No Substitute for Firsthand Visits
She and a dozen other high school students had just stepped off a bus one recent morning to find themselves wrapped in history. To the left was the Capitol, where President Bush was about to deliver his first State of the Union address. To the right was the Supreme Court, where justices mulled the legality of school vouchers. Behind them stood the Library of Congress, with its display of the contents of Abraham Lincoln’s pockets the night he was assassinated.
Only two days into their visit, most had already connected with their citizenship in a way they could not in a classroom. Charles Newton, a junior at Clarkston High outside of Atlanta, had landed the e-mail address of a State Department official with whom he plans to discuss the war on terrorism.
Amanda Zolfo of Langham Creek High in Houston finally understood the Enron scandal that has been the talk of her hometown.
And Kelli Kuhn, a Langham Creek senior who shot two rolls of film on the architecture alone, would not only watch the president’s speech but spend the evening discussing it with her friends. “Now that I’m here, it has new meaning,” she said.
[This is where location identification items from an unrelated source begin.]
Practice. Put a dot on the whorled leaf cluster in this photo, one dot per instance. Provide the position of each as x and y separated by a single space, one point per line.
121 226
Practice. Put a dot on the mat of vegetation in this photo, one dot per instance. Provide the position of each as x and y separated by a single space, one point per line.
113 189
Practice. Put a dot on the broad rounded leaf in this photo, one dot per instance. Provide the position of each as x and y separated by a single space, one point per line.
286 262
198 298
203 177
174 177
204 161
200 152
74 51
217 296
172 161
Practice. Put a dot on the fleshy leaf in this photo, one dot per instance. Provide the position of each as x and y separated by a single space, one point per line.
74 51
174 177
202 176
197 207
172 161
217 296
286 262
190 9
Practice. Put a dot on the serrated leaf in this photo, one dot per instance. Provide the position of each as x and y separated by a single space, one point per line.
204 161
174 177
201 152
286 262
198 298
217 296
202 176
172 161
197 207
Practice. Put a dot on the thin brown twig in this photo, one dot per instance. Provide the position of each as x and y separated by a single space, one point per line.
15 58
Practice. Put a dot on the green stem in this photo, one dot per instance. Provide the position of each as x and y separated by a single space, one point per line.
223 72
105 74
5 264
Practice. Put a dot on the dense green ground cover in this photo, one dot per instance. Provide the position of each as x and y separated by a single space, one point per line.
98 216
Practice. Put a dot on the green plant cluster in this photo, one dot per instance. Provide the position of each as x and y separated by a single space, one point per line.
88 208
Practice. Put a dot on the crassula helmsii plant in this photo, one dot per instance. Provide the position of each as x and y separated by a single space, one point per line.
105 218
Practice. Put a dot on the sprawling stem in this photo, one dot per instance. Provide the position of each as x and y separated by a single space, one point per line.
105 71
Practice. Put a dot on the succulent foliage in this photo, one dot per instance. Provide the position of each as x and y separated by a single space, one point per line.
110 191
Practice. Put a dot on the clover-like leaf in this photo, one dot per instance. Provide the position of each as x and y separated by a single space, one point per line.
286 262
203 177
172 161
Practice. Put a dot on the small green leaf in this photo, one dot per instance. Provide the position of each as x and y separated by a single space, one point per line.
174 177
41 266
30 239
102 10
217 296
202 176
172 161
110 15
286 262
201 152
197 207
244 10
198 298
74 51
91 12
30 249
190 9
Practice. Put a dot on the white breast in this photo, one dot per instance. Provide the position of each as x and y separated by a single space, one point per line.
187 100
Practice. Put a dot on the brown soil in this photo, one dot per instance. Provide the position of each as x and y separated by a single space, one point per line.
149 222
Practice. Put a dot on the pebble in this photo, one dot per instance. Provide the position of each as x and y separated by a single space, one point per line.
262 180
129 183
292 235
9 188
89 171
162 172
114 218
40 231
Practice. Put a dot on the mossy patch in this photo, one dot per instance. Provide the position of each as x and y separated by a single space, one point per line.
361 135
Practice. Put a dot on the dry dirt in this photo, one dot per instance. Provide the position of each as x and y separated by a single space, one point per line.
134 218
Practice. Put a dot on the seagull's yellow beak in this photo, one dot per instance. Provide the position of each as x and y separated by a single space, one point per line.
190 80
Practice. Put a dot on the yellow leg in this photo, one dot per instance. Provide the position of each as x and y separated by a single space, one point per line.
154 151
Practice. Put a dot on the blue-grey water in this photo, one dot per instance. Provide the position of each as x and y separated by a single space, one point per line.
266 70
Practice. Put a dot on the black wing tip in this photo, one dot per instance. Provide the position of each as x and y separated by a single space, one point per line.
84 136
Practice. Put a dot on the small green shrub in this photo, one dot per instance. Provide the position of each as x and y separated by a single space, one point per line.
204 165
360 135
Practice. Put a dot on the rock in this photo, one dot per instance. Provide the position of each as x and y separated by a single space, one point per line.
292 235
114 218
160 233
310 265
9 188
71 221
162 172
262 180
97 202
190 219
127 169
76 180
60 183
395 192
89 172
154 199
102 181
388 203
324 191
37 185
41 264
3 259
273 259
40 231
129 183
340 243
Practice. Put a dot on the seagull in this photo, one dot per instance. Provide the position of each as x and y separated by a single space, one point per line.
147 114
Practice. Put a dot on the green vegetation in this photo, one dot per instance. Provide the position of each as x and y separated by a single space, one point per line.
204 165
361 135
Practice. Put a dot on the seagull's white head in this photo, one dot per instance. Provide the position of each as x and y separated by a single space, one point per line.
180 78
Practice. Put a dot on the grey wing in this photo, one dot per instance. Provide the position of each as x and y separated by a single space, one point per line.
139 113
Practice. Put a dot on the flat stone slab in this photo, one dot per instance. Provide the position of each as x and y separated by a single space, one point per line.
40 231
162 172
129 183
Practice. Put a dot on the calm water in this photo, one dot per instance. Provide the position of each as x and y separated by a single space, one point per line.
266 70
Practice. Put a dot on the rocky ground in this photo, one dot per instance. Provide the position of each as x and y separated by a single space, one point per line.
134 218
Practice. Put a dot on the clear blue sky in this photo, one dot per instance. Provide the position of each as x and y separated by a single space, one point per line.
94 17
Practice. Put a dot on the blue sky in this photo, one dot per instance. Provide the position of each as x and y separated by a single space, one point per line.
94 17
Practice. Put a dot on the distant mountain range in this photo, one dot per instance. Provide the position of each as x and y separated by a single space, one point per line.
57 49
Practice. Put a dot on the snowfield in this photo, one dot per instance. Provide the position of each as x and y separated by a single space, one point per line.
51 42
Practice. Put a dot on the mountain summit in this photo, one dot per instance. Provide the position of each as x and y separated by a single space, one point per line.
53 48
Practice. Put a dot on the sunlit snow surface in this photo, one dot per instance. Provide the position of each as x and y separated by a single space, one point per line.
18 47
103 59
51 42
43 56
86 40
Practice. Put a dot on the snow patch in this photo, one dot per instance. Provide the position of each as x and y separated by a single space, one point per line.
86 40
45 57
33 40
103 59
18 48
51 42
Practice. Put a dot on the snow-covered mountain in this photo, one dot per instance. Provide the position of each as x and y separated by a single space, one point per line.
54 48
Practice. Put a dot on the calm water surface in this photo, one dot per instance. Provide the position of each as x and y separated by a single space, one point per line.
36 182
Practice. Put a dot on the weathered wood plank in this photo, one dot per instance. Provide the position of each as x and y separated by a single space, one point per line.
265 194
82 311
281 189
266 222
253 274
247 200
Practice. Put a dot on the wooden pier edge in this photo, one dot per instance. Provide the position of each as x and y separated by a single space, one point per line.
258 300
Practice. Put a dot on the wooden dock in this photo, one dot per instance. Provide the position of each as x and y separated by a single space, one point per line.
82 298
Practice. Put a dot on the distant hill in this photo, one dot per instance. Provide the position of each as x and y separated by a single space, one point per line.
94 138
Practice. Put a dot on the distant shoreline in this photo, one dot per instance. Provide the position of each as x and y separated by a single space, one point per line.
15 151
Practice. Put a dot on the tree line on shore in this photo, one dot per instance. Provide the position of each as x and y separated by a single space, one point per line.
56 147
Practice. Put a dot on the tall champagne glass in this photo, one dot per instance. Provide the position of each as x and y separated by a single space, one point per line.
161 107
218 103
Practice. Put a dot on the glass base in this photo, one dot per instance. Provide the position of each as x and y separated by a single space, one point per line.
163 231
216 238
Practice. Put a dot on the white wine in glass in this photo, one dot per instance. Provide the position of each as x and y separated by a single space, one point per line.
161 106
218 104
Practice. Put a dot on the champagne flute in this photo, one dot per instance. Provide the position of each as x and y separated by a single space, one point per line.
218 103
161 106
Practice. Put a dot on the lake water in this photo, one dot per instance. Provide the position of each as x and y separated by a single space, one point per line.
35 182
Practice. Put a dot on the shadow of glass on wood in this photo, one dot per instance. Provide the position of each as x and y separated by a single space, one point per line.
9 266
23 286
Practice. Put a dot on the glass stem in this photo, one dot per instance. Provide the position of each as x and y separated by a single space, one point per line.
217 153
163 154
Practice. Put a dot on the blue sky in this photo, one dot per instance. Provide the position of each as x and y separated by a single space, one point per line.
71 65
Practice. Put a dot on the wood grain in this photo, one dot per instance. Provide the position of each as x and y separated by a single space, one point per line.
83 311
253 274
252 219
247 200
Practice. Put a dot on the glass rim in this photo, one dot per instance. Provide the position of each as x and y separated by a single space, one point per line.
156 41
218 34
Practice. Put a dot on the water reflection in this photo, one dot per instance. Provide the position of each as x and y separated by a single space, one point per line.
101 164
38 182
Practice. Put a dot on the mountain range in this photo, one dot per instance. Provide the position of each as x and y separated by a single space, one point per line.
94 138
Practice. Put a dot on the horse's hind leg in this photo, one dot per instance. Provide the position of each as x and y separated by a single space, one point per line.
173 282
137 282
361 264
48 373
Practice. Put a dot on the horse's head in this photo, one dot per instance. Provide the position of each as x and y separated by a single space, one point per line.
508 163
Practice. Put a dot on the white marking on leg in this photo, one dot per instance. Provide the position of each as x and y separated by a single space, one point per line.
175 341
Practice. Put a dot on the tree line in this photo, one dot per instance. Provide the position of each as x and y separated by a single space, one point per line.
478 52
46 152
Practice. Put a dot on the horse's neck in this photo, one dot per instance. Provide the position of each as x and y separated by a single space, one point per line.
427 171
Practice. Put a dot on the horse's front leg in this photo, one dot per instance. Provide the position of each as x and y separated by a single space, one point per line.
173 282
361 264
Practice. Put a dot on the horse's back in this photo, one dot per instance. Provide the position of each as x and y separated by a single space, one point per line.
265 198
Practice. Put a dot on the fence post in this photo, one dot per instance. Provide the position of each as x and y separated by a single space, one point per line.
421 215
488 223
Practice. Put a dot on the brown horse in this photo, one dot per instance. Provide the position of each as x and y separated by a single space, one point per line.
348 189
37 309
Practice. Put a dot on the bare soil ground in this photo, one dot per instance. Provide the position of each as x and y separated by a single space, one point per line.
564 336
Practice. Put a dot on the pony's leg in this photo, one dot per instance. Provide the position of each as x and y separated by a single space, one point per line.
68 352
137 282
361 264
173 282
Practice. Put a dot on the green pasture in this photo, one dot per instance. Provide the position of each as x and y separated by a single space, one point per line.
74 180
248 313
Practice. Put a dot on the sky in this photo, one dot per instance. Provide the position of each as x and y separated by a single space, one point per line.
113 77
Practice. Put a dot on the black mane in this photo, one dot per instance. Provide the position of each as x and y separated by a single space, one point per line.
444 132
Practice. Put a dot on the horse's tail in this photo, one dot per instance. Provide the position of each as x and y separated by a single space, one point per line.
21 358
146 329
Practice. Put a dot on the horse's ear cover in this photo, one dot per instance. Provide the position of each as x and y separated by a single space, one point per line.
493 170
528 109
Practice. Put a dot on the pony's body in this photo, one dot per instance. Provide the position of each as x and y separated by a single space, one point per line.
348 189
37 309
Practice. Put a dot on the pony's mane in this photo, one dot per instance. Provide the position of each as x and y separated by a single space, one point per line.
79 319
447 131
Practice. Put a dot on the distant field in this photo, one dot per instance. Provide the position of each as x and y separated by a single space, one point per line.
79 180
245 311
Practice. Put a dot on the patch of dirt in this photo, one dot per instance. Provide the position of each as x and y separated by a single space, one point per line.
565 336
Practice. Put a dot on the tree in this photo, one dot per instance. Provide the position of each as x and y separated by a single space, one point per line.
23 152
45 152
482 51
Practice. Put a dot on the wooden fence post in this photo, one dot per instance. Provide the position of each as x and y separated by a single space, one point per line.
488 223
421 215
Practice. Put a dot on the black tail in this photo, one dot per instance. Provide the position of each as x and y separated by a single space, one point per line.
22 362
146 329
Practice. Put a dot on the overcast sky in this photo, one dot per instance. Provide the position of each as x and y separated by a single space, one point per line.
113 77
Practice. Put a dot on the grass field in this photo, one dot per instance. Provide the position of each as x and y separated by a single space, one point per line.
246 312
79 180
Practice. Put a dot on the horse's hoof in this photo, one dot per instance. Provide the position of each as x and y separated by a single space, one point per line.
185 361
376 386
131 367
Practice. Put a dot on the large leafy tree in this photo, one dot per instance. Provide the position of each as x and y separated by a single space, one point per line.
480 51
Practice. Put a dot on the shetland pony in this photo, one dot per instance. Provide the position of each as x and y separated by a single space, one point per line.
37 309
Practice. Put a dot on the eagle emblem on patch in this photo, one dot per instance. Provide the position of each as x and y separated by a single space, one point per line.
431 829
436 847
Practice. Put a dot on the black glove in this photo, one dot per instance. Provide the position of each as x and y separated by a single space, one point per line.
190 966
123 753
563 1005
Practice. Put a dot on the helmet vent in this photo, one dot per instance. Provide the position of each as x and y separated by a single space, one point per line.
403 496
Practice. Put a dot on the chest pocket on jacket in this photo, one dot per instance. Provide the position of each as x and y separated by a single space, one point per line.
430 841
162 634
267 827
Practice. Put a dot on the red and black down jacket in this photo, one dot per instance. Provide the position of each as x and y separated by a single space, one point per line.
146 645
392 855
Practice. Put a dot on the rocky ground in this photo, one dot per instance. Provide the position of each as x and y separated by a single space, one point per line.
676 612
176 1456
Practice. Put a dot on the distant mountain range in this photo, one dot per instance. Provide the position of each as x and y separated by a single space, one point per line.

But that prevailing sense of patriotism is not, at the moment, the abiding view of Washington. Even while the local defense economy booms with the war, there persists an image that the capital is neither safe nor entirely open for business.
The dwindling number of student tourists has helped cut museum attendance about 45%, sliced into the souvenir market and rolled back business at lower-priced hotels in the Washington area, said tourism officials working to neutralize the damage.
School superintendents were recently invited to meet with Washington Mayor Anthony Williams and the head of security at Ronald Reagan National Airport in an effort to convince them the city is safe.
A television ad campaign inviting visitors to Washington features the stars of NBC’s “West Wing,” in which actor Martin Sheen beckons: “The houses are old and beautiful, and residents don’t part with them easily . . . but there’s one house between 1590 and 1610 Pennsylvania Avenue that’s changed hands 43 times, and it still has a lot of the same furniture. Want to come inside?”
Unfortunately, the public hasn’t been invited inside that house since Sept. 11, but tours are set to resume for domestic school groups Friday. And though FBI headquarters remains closed to the public, the Capitol and the Library of Congress have been open for weeks.
“When you’re here, you see Washingtonians going about their daily lives,” said Victoria Isley, spokeswoman for the Washington Convention and Tourism Corp. “This is a city that knows how to handle security issues. We do that all the time.”
But until that message hits the heartland, Anna Berkowitz and the other seniors at Central High will have to settle for a trip to the Harry S. Truman Library and Museum in Independence, Mo.
“It’s nice, but it won’t be as neat,” she said. “We know the school board was looking out for our best interest, and we are appreciative of that. But now, Sept. 11 seems very far away.”